One particular thing I did for this paper was to try taking into account track polymorphism into the ancestral state reconstruction, given the data we used had, for some species, a large amount of specimens measured, and the distribution of the measurements showed quite a spread (ranging from juveniles to adult forms) and the occasional bimodal set-up. The idea I had to account for this was simply to bootstrap these data, meaning that instead of simply using the mean measurement, or median measurement, for each ichnospecies, I picked a single species randomly representing each species, and reiterated the operation a large amount of time.

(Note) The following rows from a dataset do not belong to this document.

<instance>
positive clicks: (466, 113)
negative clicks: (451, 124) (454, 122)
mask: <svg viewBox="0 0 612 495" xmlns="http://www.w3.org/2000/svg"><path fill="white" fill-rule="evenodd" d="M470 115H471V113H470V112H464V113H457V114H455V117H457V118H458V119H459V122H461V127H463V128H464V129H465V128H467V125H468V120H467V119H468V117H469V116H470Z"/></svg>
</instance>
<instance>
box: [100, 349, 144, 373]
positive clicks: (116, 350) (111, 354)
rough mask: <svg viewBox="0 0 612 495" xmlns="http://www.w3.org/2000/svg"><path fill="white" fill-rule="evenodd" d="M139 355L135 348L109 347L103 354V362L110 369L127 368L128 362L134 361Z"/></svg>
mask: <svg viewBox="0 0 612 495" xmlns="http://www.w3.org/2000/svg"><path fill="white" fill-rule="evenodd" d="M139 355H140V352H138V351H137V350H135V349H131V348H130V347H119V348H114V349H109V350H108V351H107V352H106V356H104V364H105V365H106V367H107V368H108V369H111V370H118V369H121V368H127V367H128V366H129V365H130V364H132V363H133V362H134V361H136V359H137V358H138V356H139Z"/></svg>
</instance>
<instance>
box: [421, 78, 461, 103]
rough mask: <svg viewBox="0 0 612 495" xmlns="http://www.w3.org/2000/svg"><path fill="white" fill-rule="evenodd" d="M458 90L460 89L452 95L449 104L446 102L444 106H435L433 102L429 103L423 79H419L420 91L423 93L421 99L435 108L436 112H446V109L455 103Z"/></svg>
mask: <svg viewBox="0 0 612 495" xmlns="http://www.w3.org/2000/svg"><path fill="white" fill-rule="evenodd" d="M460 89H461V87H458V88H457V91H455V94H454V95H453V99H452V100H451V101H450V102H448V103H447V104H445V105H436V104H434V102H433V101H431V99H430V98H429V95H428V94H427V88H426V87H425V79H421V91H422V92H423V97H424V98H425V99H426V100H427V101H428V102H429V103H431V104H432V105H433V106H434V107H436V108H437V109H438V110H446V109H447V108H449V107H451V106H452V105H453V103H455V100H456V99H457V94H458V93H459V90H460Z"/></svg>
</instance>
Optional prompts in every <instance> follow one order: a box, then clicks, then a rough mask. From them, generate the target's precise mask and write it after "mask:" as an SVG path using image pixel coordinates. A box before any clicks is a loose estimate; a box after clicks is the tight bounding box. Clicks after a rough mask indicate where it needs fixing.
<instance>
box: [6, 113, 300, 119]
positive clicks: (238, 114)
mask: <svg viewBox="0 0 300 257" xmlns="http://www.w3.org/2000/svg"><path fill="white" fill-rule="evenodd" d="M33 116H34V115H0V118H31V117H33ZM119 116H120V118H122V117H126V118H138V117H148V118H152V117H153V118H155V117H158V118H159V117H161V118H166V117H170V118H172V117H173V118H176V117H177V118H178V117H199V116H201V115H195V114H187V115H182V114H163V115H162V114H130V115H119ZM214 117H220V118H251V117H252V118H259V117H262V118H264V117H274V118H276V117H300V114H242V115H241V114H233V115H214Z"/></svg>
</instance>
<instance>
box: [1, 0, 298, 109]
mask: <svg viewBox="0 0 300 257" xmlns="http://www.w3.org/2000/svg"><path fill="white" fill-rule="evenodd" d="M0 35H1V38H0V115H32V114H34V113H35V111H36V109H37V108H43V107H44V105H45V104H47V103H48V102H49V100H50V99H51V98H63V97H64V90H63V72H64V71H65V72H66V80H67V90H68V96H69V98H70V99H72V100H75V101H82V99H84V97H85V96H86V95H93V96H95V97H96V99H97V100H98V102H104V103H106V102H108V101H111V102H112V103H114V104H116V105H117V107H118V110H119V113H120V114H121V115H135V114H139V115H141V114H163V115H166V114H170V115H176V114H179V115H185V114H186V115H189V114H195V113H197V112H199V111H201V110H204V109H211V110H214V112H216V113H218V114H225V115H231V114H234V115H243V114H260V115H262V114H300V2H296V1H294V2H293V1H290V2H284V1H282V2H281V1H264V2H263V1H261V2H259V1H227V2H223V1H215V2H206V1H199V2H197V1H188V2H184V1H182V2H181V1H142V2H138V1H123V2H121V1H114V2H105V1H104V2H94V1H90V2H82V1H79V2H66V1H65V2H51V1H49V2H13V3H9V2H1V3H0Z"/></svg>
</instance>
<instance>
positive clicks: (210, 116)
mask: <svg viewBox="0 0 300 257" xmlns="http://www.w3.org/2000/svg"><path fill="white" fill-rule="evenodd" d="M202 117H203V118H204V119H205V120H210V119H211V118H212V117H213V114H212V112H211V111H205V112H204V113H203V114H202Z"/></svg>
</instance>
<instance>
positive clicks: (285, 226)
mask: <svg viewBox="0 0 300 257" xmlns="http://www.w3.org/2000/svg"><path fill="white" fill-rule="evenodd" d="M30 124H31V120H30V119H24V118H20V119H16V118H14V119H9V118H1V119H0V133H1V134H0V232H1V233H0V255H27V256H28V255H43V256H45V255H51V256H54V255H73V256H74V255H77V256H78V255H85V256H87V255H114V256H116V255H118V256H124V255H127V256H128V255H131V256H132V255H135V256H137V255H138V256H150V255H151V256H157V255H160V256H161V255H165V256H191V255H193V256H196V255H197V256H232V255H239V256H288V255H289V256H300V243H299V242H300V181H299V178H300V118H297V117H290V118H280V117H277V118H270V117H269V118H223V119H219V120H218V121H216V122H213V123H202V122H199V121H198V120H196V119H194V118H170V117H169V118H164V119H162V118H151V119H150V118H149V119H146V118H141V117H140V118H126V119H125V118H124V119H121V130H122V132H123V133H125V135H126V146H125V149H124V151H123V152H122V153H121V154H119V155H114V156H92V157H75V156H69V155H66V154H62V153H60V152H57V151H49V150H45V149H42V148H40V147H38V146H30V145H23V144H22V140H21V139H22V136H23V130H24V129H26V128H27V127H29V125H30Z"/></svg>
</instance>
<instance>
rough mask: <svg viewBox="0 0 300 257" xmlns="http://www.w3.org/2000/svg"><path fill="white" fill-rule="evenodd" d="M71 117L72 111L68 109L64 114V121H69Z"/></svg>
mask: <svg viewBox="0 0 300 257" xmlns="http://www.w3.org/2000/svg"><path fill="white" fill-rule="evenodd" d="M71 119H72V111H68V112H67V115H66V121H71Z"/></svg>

Here the code in R (full code for the entire study is available here):
#Bootstrap based on polymorphism
n_trials <- 1e4
n_char <- length(all_char) #all_char contains the list of characters for which we want to run the ASR
# This is fairly time consuming so to make things smoother I used doSNOW to parallelize it.

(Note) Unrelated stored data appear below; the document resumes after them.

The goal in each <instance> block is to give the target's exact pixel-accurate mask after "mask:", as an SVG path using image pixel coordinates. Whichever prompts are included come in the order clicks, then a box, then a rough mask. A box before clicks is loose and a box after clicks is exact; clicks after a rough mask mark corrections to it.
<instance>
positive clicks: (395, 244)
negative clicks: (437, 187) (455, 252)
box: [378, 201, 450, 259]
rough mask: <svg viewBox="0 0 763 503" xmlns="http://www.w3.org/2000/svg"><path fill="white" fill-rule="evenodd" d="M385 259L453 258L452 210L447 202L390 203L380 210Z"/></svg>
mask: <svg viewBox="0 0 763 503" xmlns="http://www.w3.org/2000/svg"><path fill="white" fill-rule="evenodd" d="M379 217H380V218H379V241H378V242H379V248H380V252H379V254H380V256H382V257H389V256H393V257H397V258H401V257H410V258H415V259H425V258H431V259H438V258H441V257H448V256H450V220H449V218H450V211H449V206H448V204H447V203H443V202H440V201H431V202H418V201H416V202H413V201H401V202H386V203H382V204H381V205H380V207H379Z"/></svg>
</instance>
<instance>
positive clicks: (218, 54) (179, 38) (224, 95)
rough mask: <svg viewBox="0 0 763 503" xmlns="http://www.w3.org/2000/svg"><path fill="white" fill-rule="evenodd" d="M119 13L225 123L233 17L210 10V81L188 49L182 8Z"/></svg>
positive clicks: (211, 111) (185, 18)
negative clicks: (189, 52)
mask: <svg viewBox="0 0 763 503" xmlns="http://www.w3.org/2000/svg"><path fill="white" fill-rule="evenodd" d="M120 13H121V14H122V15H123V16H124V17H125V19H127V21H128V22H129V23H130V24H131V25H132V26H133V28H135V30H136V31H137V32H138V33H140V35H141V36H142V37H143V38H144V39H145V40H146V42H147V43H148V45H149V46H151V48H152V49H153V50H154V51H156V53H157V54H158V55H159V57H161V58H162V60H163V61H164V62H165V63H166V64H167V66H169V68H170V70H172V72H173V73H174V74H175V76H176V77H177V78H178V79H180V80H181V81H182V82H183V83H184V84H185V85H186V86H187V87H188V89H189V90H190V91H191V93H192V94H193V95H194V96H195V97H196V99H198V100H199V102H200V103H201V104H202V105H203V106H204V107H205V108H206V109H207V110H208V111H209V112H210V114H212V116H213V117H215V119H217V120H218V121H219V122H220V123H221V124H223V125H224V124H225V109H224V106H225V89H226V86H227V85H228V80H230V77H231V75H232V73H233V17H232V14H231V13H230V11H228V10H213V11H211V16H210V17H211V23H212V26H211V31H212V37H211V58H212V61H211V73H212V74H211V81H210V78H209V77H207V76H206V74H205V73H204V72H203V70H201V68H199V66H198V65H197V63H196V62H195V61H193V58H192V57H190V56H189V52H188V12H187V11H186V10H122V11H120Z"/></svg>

# The following 7 lines are only there to set it up.
library(doSNOW)
cl <- parallel::makeCluster(2)
registerDoSNOW(cl)
pb <- txtProgressBar(max = n_trials, style = 3)
progress <- function(n) setTxtProgressBar(pb, n)
opts <- list(progress = progress)
set.seed(20180822)
aas <- foreach(i = seq_len(n_trials), .options.snow = opts) %dopar% {
R <- list() # will contain the results of the 1e4 x n_char x n_tree ASR.
for(j in 1:n_char){
R[[j]]<-list()
# Pick a random specimen for each run and get the value for the specific measurement.
# First get the list of specimens for which that particular character was measured:
sp <- dat$specimens[!is.na(dat$specimens[,colnames(dat$specimens)==all_char[j]]),]
# Then select randomly a single specimen for each ichnospecies:
specimen_set <- sapply(split(sp$`No Specimen`,sp$`No Species`),function(x)ifelse(length(x)>1,sample(x,1),x))
# Then pick its corresponding measurement:
values <- sapply(specimen_set,function(x)sp[sp$`No Specimen`==x,colnames(sp)==all_char[j]])
# We tried several phylogenetic hypotheses here
for(k in 1:n_tree){
# Maximum likelihood ASR
R[[j]][[k]] <- ape::reconstruct(values,dat$trees[[k]],method="ML")
}
}
R
}
close(pb)
stopCluster(cl)
It gives a nice idea of the incertitude linked to the set of specimens measured that is introduced by ASR.
Anyway, the paper is naturally about way more than just this (in fact it is a very minor point of that paper) but I thought it was a cool solution to that particular issue.
Reference:
Buchwitz M., Jansen M., Renaudie J., Marchetti L., Voigt S. (2021). Evolutionary Change in Locomotion Close to the Origin of Amniotes Inferred From Trackway Data in an Ancestral State Reconstruction Approach. Frontiers in Ecology and Evolution, 9:674779.